In 1910 Hofstede de Groot recorded the two small portraits as pendants:271. PORTRAIT OF A MAN SEATED. B. 105; M. 169. Half-length. He is turned three-quarters right, and looks at the spectator. His left hand is pressed to his side. He has a light-brown moustache and pointed beard, and dark-brown hair. He wears a broad- brimmed black hat of soft felt, a yellowish-grey coat, a close-fitting white collar edged with lace, and a white wristband on his right hand. Grey background. [Pendant to 272.]
Panel, 9 1/2 inches by 7 1/2 inches. A copy was exhibited at the Burlington Fine Arts Club, London, 1900, No. 32, and was in the sale: James Orrock, London, June 4, 1904, No. 265 (for 330 pounds and 15 schillings).

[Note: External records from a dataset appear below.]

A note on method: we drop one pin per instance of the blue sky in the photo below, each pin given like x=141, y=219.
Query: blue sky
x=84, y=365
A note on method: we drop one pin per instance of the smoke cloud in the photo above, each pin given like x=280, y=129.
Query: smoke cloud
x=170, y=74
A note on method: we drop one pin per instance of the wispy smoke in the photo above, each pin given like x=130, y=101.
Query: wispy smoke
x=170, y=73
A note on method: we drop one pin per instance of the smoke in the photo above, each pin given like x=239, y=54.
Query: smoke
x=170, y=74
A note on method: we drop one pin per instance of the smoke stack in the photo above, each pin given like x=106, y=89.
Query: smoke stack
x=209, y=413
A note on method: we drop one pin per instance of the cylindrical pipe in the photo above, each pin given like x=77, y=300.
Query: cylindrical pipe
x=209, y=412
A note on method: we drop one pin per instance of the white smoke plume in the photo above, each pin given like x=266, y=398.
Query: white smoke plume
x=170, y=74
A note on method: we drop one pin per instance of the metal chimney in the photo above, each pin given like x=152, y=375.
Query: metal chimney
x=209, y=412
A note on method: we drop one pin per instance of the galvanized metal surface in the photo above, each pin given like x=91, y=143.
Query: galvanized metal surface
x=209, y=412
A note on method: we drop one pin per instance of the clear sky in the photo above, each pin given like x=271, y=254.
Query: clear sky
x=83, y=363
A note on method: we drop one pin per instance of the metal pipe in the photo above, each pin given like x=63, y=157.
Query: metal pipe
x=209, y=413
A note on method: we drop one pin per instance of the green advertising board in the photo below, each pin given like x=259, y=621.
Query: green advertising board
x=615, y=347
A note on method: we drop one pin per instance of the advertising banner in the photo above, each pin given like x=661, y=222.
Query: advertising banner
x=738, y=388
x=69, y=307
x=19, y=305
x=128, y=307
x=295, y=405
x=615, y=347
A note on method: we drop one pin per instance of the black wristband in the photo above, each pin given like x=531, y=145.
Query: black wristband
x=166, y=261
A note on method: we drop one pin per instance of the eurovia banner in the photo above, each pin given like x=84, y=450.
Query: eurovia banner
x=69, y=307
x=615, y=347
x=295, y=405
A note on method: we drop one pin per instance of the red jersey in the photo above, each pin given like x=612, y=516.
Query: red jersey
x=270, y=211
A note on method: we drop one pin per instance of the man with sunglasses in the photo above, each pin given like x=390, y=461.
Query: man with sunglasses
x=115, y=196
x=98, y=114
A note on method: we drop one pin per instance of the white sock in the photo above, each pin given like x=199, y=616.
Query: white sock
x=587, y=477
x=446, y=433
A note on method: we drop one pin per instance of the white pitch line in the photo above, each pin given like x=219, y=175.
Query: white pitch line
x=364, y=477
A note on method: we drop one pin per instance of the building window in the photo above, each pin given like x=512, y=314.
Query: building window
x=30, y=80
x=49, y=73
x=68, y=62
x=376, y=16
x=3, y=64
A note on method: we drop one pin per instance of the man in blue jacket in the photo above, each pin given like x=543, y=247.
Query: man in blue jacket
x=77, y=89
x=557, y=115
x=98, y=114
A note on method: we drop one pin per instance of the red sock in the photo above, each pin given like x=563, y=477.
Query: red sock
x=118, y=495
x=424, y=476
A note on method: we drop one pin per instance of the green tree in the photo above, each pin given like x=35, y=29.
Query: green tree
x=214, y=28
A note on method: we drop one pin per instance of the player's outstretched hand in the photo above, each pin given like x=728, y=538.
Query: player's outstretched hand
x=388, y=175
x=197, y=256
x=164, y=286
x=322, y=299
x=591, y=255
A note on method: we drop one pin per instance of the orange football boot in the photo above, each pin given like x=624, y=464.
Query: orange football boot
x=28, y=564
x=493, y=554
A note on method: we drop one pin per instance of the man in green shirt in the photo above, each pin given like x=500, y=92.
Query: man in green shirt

Acquired from the Wallenstein collection, Dux, 1741. In the Dresden Gallery, 1908 catalogue, No. 1358.

272. PORTRAIT OF A MAN. B. 106; M. 170. Half-length. His figure is in profile to the left; his head is turned three-quarters left.
He looks at the spectator. The left hand, though not shown, is obviously pressed to his side. He has a slight fair moustache and imperial, and dark- brown curls. He wears a broad-brimmed black hat of soft felt and a black coat, showing the white shirt, with a close-fitting lace collar. [Pendant to 271.]

Panel, 9 1/2 inches by 8 inches.

Acquired from the Wallenstein collection, Dux, 1741. In the Dresden Gallery, 1908 catalogue, No. 1359.